Certain potential applications Notbohm’s lab is looking at are related to physical dressings of wounds that can align tractions in a way to speed up healing.
“Right now, we are focusing mostly on pretty fundamental scientific types of questions,” Notbohm said. “Applications in terms of industry are a little further way off. For example, we had to identify that traction is more important than proliferation.”
Notbohm talked to people in the industry, but they tend to be more interested in the methods rather than the findings, Notbohm said.
A way of quantifying cell motion and forces exist in the scientific community, but they aren’t used often, Notbohm said.
“The soonest most apt application to the industry would be in applying some of our methods, and transferring our methods to the industry,” Notbohm said.
Notbohm added they are working on a lot of ideas, some of which are related to testing their findings in different cell types to verify what they have seen.
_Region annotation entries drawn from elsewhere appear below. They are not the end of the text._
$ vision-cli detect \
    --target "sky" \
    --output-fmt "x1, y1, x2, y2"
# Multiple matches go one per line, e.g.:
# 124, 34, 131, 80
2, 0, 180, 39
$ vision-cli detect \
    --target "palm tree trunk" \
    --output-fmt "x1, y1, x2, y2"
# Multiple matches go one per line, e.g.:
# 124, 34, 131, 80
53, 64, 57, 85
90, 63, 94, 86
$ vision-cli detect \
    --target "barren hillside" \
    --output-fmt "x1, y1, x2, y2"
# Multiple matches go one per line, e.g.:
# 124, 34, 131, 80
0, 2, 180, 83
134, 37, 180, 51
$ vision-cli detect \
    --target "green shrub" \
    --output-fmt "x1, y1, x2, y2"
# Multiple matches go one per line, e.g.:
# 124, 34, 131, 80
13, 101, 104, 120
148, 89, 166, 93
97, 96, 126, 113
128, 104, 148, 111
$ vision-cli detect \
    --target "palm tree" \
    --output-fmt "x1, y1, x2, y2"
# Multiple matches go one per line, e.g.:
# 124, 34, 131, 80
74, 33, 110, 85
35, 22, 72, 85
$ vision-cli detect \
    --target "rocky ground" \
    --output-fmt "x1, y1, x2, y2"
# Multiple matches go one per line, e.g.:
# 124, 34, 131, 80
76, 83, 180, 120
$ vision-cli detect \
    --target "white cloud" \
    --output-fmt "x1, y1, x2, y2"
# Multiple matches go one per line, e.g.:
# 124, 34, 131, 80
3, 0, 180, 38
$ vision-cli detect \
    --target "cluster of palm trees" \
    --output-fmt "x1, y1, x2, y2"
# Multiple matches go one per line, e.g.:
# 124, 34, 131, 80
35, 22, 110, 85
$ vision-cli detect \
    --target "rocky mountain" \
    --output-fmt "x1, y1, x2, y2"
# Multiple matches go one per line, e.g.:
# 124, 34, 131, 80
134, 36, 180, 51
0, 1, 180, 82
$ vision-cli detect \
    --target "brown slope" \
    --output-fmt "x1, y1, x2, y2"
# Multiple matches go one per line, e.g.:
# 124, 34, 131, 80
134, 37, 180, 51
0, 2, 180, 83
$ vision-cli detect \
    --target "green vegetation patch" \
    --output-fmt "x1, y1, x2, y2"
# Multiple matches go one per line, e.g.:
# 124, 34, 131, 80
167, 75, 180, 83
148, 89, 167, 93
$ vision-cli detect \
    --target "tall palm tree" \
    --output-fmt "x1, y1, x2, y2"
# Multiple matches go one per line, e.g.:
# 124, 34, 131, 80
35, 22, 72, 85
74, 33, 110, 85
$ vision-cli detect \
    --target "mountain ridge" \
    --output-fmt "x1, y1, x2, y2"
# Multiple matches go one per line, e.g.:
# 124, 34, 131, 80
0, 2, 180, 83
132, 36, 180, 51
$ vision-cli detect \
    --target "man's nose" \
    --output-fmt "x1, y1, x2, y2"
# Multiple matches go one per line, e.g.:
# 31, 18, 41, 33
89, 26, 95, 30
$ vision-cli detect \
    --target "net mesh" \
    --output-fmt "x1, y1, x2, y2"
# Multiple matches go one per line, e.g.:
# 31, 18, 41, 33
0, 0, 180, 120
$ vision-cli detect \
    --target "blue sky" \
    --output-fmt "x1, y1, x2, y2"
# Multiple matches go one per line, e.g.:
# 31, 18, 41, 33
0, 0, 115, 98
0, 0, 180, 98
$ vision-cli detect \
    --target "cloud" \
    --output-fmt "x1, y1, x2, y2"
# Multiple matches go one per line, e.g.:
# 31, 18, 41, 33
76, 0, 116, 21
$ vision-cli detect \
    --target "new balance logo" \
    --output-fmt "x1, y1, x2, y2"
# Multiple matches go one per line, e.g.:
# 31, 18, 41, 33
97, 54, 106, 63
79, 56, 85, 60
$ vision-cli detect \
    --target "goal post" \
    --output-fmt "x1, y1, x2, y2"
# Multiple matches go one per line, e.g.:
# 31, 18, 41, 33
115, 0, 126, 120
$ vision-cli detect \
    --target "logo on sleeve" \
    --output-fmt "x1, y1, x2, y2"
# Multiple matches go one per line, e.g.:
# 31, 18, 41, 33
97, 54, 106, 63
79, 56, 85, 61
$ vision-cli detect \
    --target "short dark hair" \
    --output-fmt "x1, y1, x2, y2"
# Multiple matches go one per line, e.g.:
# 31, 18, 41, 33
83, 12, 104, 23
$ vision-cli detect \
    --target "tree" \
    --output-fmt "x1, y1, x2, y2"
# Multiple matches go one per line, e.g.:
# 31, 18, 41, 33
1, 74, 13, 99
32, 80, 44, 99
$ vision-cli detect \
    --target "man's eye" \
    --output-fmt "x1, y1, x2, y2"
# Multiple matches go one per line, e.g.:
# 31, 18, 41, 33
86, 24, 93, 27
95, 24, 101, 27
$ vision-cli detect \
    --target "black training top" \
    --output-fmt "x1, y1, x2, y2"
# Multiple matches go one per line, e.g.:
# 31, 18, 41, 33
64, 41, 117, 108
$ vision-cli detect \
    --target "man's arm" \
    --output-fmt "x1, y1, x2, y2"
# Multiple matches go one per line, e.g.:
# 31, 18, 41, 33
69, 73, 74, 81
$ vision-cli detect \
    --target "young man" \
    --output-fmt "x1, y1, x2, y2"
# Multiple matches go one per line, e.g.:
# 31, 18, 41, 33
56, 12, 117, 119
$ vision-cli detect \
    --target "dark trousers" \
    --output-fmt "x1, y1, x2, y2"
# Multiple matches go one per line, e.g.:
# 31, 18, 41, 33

Other ideas are related to having new parameters, such as the effects of long-term traction on changing cell direction.
UW professor says teaching is most important part of professor’s job
Moreover, Notbohm is looking at applying their methods in systems more closely related to human health.
“You could argue that this study was a breakthrough in that it changed our understanding of this one set of theoretical models. But that said, it’s also relatively limited,” Notbohm said.
This study applies to certain cell types in collective sheets, so it is a field-specific breakthrough, Notbohm said.